List of all supported parameters (`extra_params` keys):

| Parameter | Description |
| --- | --- |
| `'Mesh'` | Defines the number of mesh points in liquid and solid. Expects the following fields: `x_n`, `x_s`, `x_p`, `r_n`, `r_p`. Optional, all values default to `16`. Cannot be less than `4`. Mesh stretching factor: `alpha` (no implemented yet). See example above. |
| `'Initial SOC'` | Defines the initial State of Charge of the cell (or pack, for the pack model).
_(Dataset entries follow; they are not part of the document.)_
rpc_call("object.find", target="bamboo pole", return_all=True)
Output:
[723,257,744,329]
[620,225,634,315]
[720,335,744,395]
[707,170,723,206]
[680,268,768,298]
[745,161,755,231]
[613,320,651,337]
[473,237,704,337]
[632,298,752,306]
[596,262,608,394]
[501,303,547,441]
Should be in the interval [`0`, `1`]. Default value is `1.0`. |
| `'Initial voltage [V]'` | Defines the initial voltage of the cell (or pack, for the pack model). Should be in the interval [`V_min`, `V_max`], where `V_min` and `V_max` are defined in the cell section of the BPX file. If both the initial SOC and initial voltage are provided, the initial SOC will be used and a warning will be produced. |
| `'Time series input'` | Allows the user to define the input current or power as time series (see [Drive cycles](#drive-cycles)). |
| `'Lumped thermal model'`| If this key is defined, the lumped thermal model will be used. The solver will read `"Specific heat capacity [J.K-1.kg-1]"`, `"Density [kg.m-3]"`, `"External surface area [m2]"`, `"Volume [m3]"` from the cell section of the BPX file. In addition, `"Heat transfer coefficient [W.m-2.K-1]"` extra parameter should be defined (see below). **Default model is isothermal.** |
| `'Heat transfer coefficient [W.m-2.K-1]'` | Heat transfer coefficient for the lumped thermal model. Cannot be negative. |
| `'Module'` | Defines the battery pack geometry and pack related parameters. |
| `'Safe mode'` | If defined, the solver will choose tighter convergence conditions, which may improve stability in some cases, but this also impacts performance. |
| `'extra_resources'` | Set `extra_resources` to `True` if runtime is estimated to exceed 15 mins or memory required exceeds 3 GB (Default is `False`). |

### A note about the initial conditions

The user can define the initial conditions in the input BPX file:

- The initial temperature of the cell is in the `"Cell"` section, `"Initial temperature [K]"` key.
- The initial concentration in electrolyte is in the `"Electrolyte"` section, `"Initial concentration in electrolyte [mol.m-3]"` key.
- The initial state of charge or initial voltage can be defined in the `"User-defined"` section, using `"DandeLiion: Initial SOC"` or `"DandeLiion: Initial voltage [V]"` keys. These keys will **not** invalidate the BPX file. Alternatively, `"Initial SOC"` or `"Initial voltage [V]"` can be added to the `extra_params` dictionary and passed to the solver.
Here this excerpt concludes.